Reflecting on her own odyssey, Cooper said she fell in love with theater at the age of 12. In her junior high school, an “artistically ambitious” French teacher, Ida Nelson, organized Cooper’s school to put on “The Marriage of Figaro” in full costume and orchestra. It turned out to be a life-changing experience for Cooper.

“I was hooked,” she said. “I started out studying dance at the Dance Theater of Harlem, but I knew when I was 12 that a dancer’s career lasted only so long. I wanted to work in the theater until I was as old as Helen Hayes. So I plunged into acting.”

From theater collaborations in college to off-Broadway work, Cooper has plunged into acting and writing winning awards along the way. One of her first plays was about Sept. 11. “I had organized massage therapists to do relief work for the men and women who were working at Ground Zero and based a play on that experience.” Cooper said the Sept. 11 experience “jump started” her writing about historical events.

But the state of the American theater today, according to Cooper, exists on the profit motive, not art.

“The theater has left the people. Commercial theater has always been a business, but the extent to which the art itself is now being determined by the need to make a profit is very sad. The subject matter, size of casts, race of casts: all come into play now, more than ever before. And the profit margin required today means the price of the tickets leaves a large segment of the population outside of the theatrical experience.

“That’s something I would like to see change,” she said. “And I would love to see labor take a more active role in producing theater for the working class. Why not ‘Bread and Roses’ productions, like the role labor took in the ’30s?

“As an African American woman, I think I’m acutely aware of who and what is being underrepresented on stage: the wonderful myriad of stories that the multi-ethnic groups of this country have to tell, women, people of color, people of divergent political, economic and religious backgrounds, America’s difficult and violent history. My plays address much of this because that’s what I feel compelled to write about. Thankfully, there are wonderful regional and nonprofit theaters that encourage and are open to this kind of work. They are not financially supported nearly as much as they should be, and I wish there were more of them, but at least they’re out there.”

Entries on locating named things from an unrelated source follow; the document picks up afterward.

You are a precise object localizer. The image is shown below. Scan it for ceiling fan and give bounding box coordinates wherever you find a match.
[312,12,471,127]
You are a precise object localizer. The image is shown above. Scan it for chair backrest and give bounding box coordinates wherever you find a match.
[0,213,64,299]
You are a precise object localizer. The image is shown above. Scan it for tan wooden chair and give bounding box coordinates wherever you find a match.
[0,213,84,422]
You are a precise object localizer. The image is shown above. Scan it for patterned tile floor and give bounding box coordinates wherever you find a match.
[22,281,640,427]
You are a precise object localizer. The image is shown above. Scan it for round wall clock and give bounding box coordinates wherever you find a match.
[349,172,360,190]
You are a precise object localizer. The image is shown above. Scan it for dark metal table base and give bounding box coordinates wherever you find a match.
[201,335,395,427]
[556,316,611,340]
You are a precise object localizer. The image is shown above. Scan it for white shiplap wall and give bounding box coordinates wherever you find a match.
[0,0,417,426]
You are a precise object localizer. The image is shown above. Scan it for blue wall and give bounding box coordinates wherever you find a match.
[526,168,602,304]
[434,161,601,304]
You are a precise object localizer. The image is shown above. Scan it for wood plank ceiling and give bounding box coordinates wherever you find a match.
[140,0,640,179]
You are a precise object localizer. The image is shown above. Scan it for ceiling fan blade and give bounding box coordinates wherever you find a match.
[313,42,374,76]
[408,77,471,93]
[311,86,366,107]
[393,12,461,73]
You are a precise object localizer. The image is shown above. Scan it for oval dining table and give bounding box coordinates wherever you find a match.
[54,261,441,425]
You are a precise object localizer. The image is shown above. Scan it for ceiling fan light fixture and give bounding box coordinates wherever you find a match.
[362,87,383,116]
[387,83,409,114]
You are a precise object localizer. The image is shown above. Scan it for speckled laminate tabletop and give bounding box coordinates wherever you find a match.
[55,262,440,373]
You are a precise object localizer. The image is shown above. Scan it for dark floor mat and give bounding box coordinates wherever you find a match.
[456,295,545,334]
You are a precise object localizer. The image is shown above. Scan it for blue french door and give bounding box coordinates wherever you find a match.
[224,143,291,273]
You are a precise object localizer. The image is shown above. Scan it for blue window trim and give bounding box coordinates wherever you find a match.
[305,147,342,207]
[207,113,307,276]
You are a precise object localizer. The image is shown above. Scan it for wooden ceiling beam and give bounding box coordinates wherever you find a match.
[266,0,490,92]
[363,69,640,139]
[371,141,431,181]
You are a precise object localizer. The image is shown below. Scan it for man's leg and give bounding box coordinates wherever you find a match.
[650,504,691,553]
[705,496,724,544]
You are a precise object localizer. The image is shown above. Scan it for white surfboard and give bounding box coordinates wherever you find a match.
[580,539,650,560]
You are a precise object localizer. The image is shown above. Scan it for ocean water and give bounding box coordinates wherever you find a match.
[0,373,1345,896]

Inspired by her parents’ involvement in the civil rights movement, Cooper sees her art as an extension of a desire for positive social change. “What better way to reach out to others and inspire them to act than with the power of the word and of theater and film? Even street protests can be a form of theater. My ‘message,’ if I had to say I had one, is never about hatred or spewing angry rhetoric. It’s about fighting for what’s right by doing something positive and constructive to change the situation. You can’t change it until you understand it, and you can’t understand anything if you’re blinded by hatred.

“But a little anger is healthy and goes a long way,” she said. “Today people are too complacent. They think nothing they do matters. That’s what those in power want you to think. You have the power every day in your purse and wallet. You have power in your decision to take action. All it takes is one person. Look at Cindy Sheehan.”